The 32 ft. Rosabella was the first of a new class of lighter lifeboat. She was designed for use on a carriage, and powered by two 12 h.p. petrol engines. She was launched 18 times during World War Two, involving many long searches in terrible weather conditions, contributing no doubt to the many requests for the frequent replacement of the rum ration. (This continued the tradition established by the crew of the previous lifeboat, whose Hon. Sec. once reported that "the rum was naturally necessarily consumed.") ln many respects the War must have been a frustrating period for the Ilfracombe crew because there were 11 launches to aircraft in distress - all with no result; in several cases the airmen were rescued by neighbouring Lifeboats or other vessels.
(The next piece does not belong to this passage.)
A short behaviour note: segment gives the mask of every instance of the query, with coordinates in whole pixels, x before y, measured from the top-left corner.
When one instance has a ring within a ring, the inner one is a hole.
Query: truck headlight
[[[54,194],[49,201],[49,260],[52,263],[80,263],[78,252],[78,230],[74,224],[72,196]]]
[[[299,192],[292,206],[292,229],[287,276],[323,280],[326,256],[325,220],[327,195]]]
The wartime blackout caused launching problems, for one Hon. Sec. in particular, who walked into a lamp-post and was seriously stunned!
At the beginning of the War a caterpillar tractor was supplied, thus cutting the shore party required for launching and recovery from over 50 men to 12. By the time of her transfer to the Holland Life-Saving Society, the Rosabella had saved 12 lives.
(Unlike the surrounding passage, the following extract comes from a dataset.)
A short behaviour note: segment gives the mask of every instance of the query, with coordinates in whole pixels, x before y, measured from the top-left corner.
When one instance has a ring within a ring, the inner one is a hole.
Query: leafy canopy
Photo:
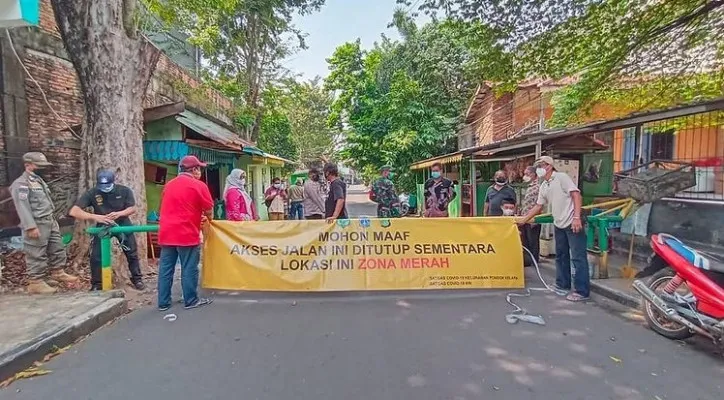
[[[345,161],[368,179],[390,164],[412,190],[409,165],[455,150],[460,115],[481,78],[509,73],[512,58],[480,23],[418,27],[401,11],[393,23],[402,40],[383,36],[370,50],[345,43],[327,60],[325,85],[337,93],[329,122],[343,129]]]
The next lifeboat was of the Liverpool type. She was transferred to the Ilfracombe station from Newquay, Cornwall in October, 1945. She was the Richard Silver Oliver, and was to be involved in one of the most distinguished services in the history of Ilfracombe lifeboats, when she went to the aid of the disabled ‘Monte Gurugu’ on November 13, 1949.
During her final three years at llfracombe, the Richard Silver Oliver towed in four boats, but as these and similar services are not "rescues" in the accepted sense of saving lives, it is simply recorded that the lifeboat "gave help".
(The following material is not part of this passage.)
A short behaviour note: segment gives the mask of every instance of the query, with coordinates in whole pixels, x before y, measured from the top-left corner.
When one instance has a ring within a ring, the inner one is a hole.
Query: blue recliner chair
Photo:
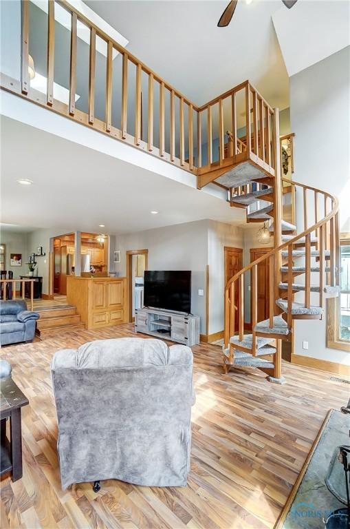
[[[32,342],[39,315],[27,310],[23,300],[0,302],[0,343],[1,345]]]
She was replaced by the Robert and Phemia Brown, a new Liverpool type lifeboat of the latest design. Her first service was on January 17, 1954, to the Admiralty tanker ‘Wave Victor’, crippled by an engine-room fire nine miles north of Bull Point. Ten of the crew were taken off. One person was injured, so the lifeboat returned to Ilfracombe as soon as the Appledore lifeboat arrived to stand by the stricken vessel. ln her time at Ilfracombe, the Robert and Phemia Brown was launched on service 15 times and saved 23 lives.